Pensaba con seguridad que le condenarían á morir destrozado por las bestias feroces; y este era su sólo pesar. Desde su niñez había vivido en bosques impenetrables, en medio de incesantes cazas, en las cuales, merced á sus fuerzas sobrehumanas se había hecho famoso entre los ligures, aún antes de llegar á la virilidad. Esa ocupación había llegado á ser tan agradable para él, que últimamente, durante su permanencia en Roma, obligado á vivir ageno á sus antiguas expediciones de caza, gustaba de ir á los vivares y á los anfiteatros y contemplar á las fieras conocidas y á las desconocidas para él. Y la vista de ellas despertaba siempre en su ánimo el deseo irresistible de luchar y de matar.
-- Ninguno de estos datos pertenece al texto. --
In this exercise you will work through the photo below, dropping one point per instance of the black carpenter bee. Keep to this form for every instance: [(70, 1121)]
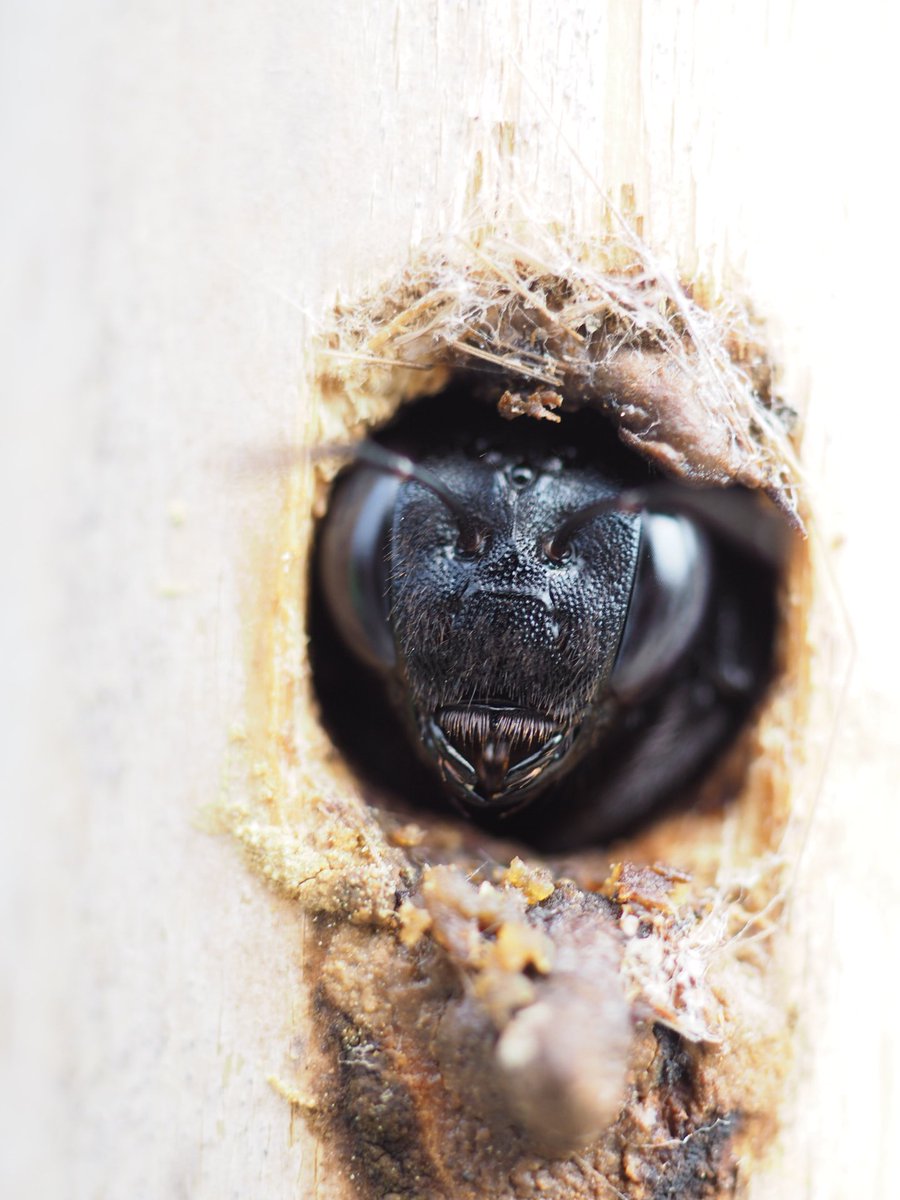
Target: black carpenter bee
[(564, 639)]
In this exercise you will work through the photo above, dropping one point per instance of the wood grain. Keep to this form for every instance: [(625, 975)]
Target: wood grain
[(189, 190)]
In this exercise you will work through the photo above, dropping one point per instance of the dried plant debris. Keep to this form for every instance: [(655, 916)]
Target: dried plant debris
[(688, 387), (489, 1023)]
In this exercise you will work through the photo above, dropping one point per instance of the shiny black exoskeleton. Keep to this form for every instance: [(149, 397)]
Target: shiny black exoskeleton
[(565, 640)]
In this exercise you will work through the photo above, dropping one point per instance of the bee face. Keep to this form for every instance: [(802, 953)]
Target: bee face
[(555, 646)]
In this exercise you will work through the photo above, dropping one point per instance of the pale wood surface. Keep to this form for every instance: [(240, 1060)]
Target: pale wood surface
[(186, 187)]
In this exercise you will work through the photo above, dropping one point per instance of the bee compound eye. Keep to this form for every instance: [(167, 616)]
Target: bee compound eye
[(669, 599), (353, 562)]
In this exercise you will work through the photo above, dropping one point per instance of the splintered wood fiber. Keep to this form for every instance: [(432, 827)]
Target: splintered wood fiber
[(484, 1020)]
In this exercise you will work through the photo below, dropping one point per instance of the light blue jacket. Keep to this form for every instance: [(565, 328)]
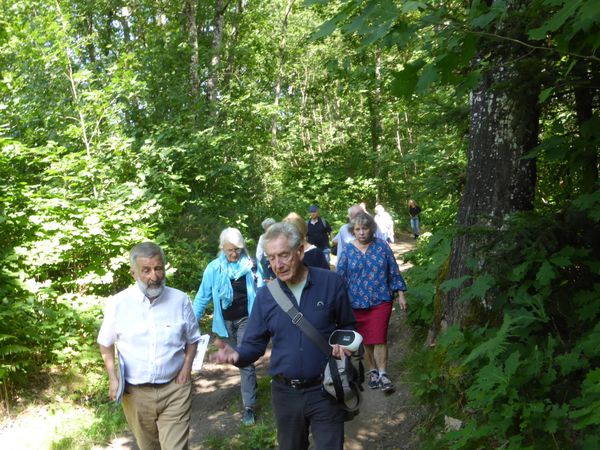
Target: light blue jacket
[(207, 292)]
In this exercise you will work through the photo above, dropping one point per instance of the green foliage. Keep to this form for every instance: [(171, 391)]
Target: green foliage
[(528, 376)]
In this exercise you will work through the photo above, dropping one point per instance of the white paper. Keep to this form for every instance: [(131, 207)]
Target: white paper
[(121, 388), (200, 353)]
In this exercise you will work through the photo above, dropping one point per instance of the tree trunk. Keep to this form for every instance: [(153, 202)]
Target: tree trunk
[(282, 45), (503, 128), (584, 107), (374, 103), (233, 39), (218, 23), (190, 13)]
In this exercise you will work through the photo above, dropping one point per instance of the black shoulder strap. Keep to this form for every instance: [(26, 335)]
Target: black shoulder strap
[(297, 317)]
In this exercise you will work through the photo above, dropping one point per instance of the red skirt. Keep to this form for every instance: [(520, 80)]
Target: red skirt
[(372, 323)]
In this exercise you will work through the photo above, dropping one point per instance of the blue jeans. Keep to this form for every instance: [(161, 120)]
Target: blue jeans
[(414, 224), (303, 411), (236, 329)]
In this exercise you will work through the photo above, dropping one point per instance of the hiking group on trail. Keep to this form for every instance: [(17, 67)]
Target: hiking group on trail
[(155, 331)]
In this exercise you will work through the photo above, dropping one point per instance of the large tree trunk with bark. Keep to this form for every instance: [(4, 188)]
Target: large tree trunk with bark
[(215, 60), (504, 120)]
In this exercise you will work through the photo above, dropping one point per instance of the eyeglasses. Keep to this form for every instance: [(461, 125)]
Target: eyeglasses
[(284, 257)]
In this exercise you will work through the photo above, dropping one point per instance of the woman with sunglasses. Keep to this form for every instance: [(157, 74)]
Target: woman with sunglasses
[(228, 282)]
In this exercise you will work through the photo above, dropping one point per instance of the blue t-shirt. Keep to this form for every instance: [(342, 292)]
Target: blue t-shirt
[(324, 303), (371, 277)]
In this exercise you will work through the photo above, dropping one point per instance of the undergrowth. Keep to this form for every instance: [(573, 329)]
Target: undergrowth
[(528, 376)]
Así, pues, ahora, en el interior de su alma, le asaltaba el temor de que al encontrarlas en el anfiteatro pudiera verse tentado por pensamientos indignos de un cristiano, cuyo deber era morir piadosa y mansamente.

Pero en este trance, como en todos, entregábase él en manos de Cristo, y luego convenían otros pensamientos más agradables á confontarlo.

Habiendo oído decir que el «Cordero» había declarado la guerra á los poderes del infierno y á los espíritus malignos, con los cuales la fe cristiana relacionaba á todas las divinidades paganas, pensó que en esa guerra podría él servir en gran manera al Cordero», y servirle mejor que otros; porque no podía dejar de creer que su alma, como su cuerpo, fueran más fuertes que las almas de los otros mártires.

Finalmente, oraba por espacio de días enteros, prestaba sus servicios á los presos, ayudaba á los sobrestantes y consolada á su reina, quien se lamentaba en ocasiones de no haber podido en su corta vida realizar tantas buenas acciones como la renombrada Tabitha, de quien habíale hablado Pedro el Apóstol.